All very well, but come, come, fellas. Even as fine an animal as Nashua cannot make his performances memorable all by himself. What about the others? What about a horse named Saratoga who pushed Nashua to a track record of 1:54[3/5]? Well, to tell the truth, Saratoga had behaved so badly all week that he very nearly didn't make the race at all. Such behavior is nothing new for Saratoga. "You never know quite what he's going to do," says his trainer, Frank A. (Downey) Bonsal. "At Hialeah he used to sulk all the way to the track, but once there he just loved to run. At Pimlico he'll get to the track all right, but then he starts sulking. Last week he gave me fits. When we finally got him running he'd go too fast, then suddenly, for no reason, after breezing a half mile he'd dig his toes into the ground and stop. Finally, a couple of days before the Preakness—and just about the time when I had to make up my mind if we were going to let him run or not—I really got desperate. My son Frank and I went out at daybreak with a couple of hunting crops. I didn't use one on Saratoga but I sure felt like it, and he looked at me as though he knew I was mad enough to use the crop on him. This scene ended with me chasing Saratoga nearly an eighth of a mile on foot down the Pimlico track, waving the crop around like a wild man. If anybody saw us they must have thought we were all nuts."
On Preakness day, Saratoga (whose sire is Blenheim II) never gave a tip-off on what sort of mood he was in. Downey Bonsal looked him over carefully in the paddock. Saratoga was already in a lather. Bonsal promptly began sweating just as much. Saratoga's owner, Mrs. Marion duPont Scott, took in the scene through a pair of dark glasses without perspiring even one bead. As the horses left for the post parade, Bonsai hustled off to his box seat. "I swear I don't know what's going to happen out there," he moaned. "He might never come out of the gate. Or again, he might feel like running his race."
Saratoga did run his race. Although finishing second to Nashua, it was Saratoga, the pace-setter, who made the 1955 Preakness a memorable event. And, for all you know, it might have been the terrifying thought of a few licks from Downey Bonsal's hunting crop that made this possible.

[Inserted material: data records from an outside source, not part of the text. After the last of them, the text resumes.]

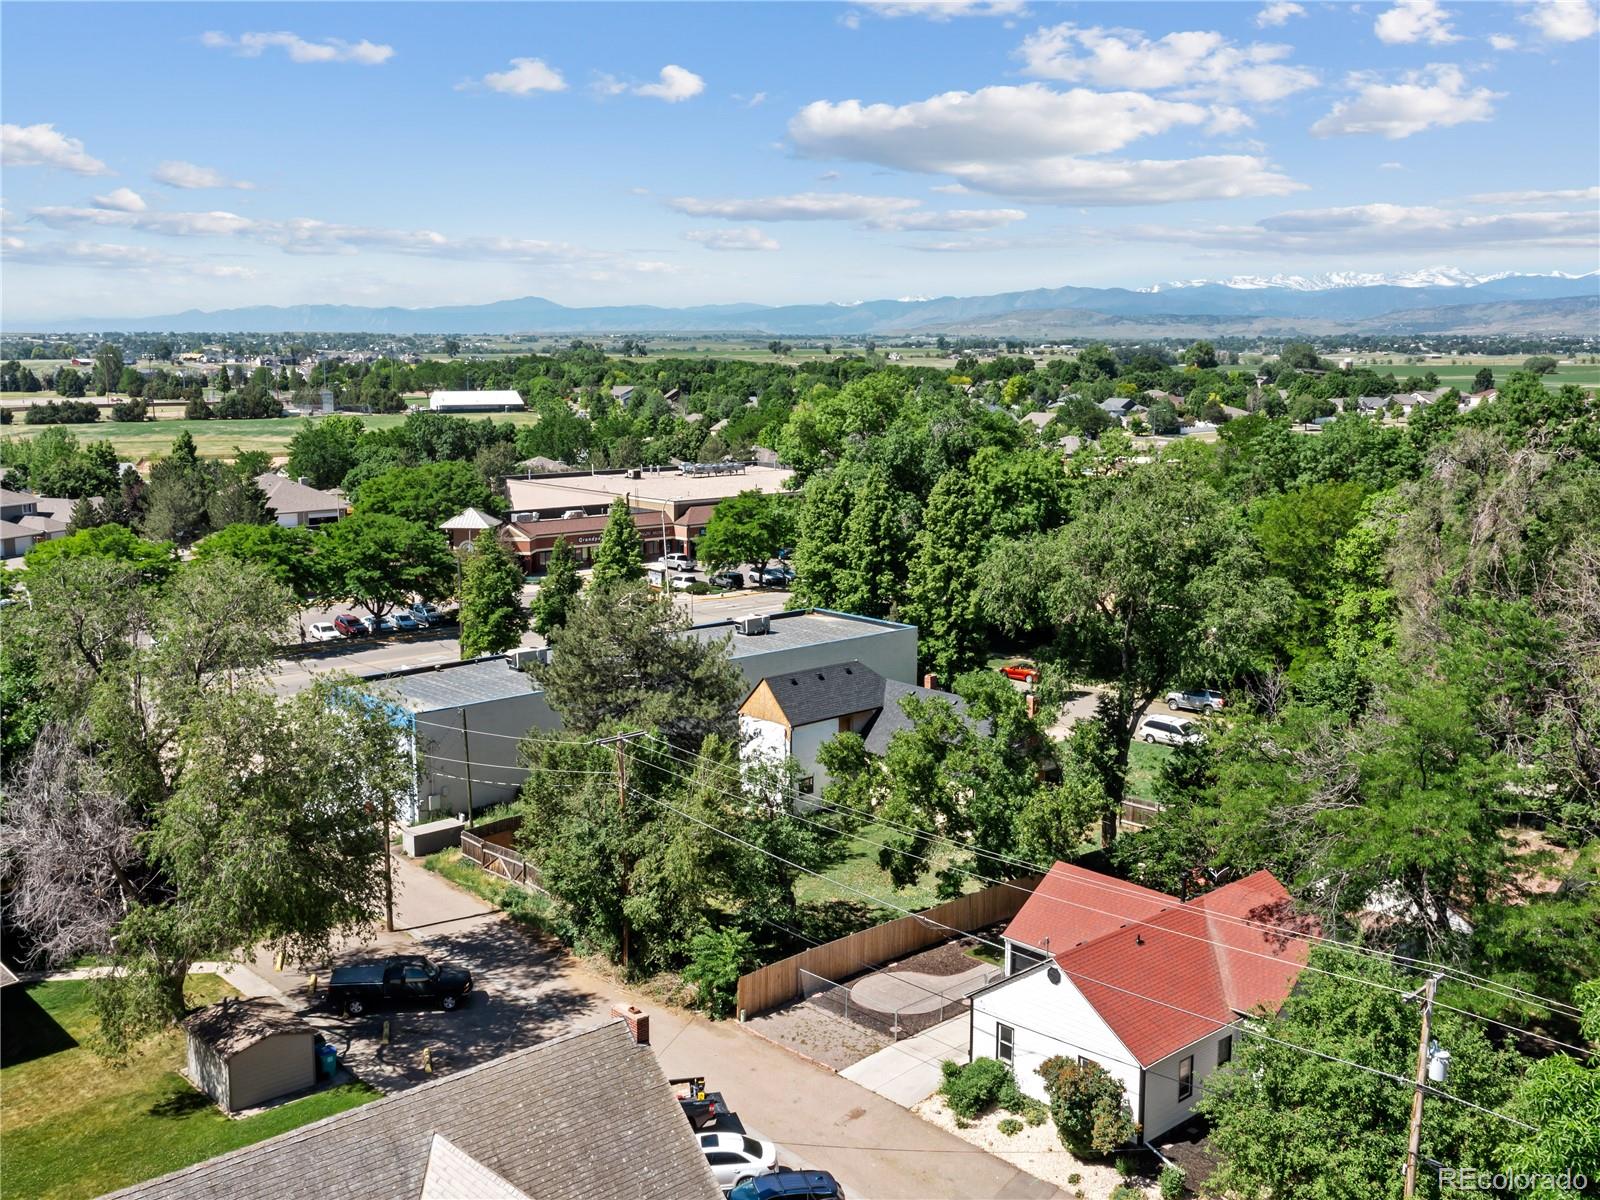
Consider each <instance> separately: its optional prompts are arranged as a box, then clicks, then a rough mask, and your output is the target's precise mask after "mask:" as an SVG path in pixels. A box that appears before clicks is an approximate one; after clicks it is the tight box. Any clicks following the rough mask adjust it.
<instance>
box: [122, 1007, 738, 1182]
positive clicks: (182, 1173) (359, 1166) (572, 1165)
mask: <svg viewBox="0 0 1600 1200" xmlns="http://www.w3.org/2000/svg"><path fill="white" fill-rule="evenodd" d="M630 1030H637V1034H634V1032H630ZM635 1037H637V1038H638V1040H637V1042H635ZM648 1040H650V1035H648V1016H645V1014H642V1013H637V1010H635V1011H632V1013H630V1014H629V1016H627V1018H626V1019H618V1021H608V1022H605V1024H602V1026H597V1027H594V1029H584V1030H578V1032H573V1034H563V1035H562V1037H554V1038H550V1040H547V1042H539V1043H538V1045H533V1046H528V1048H526V1050H517V1051H514V1053H510V1054H506V1056H504V1058H498V1059H493V1061H490V1062H483V1064H480V1066H475V1067H467V1069H464V1070H458V1072H454V1074H450V1075H443V1077H442V1078H435V1080H430V1082H427V1083H422V1085H419V1086H414V1088H411V1090H410V1091H402V1093H398V1094H394V1096H384V1098H382V1099H376V1101H371V1102H370V1104H363V1106H360V1107H355V1109H346V1110H344V1112H339V1114H336V1115H333V1117H325V1118H323V1120H320V1122H314V1123H310V1125H304V1126H301V1128H298V1130H290V1131H288V1133H280V1134H278V1136H277V1138H269V1139H267V1141H262V1142H256V1144H254V1146H246V1147H245V1149H242V1150H234V1152H232V1154H224V1155H221V1157H218V1158H210V1160H206V1162H203V1163H197V1165H194V1166H187V1168H184V1170H181V1171H173V1173H171V1174H165V1176H162V1178H158V1179H152V1181H149V1182H142V1184H134V1186H133V1187H125V1189H123V1190H120V1192H114V1194H112V1195H114V1197H118V1200H216V1197H227V1200H328V1198H331V1197H384V1198H386V1200H389V1198H395V1200H398V1198H400V1197H414V1198H416V1200H600V1198H602V1197H603V1200H656V1197H667V1195H670V1197H675V1200H720V1195H722V1194H720V1190H718V1189H717V1182H715V1181H714V1179H712V1174H710V1166H709V1165H707V1163H706V1155H704V1154H702V1152H701V1149H699V1144H698V1142H696V1139H694V1133H693V1130H690V1126H688V1123H686V1122H685V1120H683V1110H682V1109H680V1107H678V1102H677V1099H674V1094H672V1090H670V1086H669V1085H667V1080H666V1077H664V1075H662V1074H661V1067H659V1066H658V1064H656V1056H654V1054H653V1053H651V1051H650V1045H648Z"/></svg>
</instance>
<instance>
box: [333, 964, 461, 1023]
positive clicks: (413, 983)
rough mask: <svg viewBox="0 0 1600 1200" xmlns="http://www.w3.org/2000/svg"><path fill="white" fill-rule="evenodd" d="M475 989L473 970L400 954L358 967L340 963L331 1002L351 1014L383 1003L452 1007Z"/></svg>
mask: <svg viewBox="0 0 1600 1200" xmlns="http://www.w3.org/2000/svg"><path fill="white" fill-rule="evenodd" d="M470 990H472V973H470V971H462V970H461V968H459V966H435V965H434V963H430V962H429V960H427V958H424V957H422V955H419V954H398V955H394V957H392V958H379V960H378V962H371V963H357V965H355V966H336V968H333V976H330V979H328V1003H330V1005H333V1006H334V1008H338V1010H341V1011H342V1013H346V1014H347V1016H360V1014H362V1013H365V1011H366V1010H368V1008H378V1006H381V1005H408V1003H410V1005H421V1003H437V1005H438V1006H440V1008H443V1010H446V1011H448V1010H451V1008H454V1006H456V1005H459V1003H462V1002H464V1000H466V998H467V994H469V992H470Z"/></svg>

If last Saturday was just another race day to Nashua, it was one of the happiest of many happy racing days for his trainer, Sunny Jim Fitzsimmons. Slightly before the show went on at Pimlico, where his son John did the saddling honors, Mr. Fitz sent out the Wheatley Stable's High Voltage to win the Coaching Club American Oaks for 3-year-old fillies at Belmont Park. By sundown in New York and Maryland, Sunny Jim had 10% of $113,350—the day's earnings of Nashua and High Voltage. He had both Eddie Arcaro and Ted Atkinson working for him on this big day, and there's no telling what this strong combination will do before the year is up. The season isn't even half over.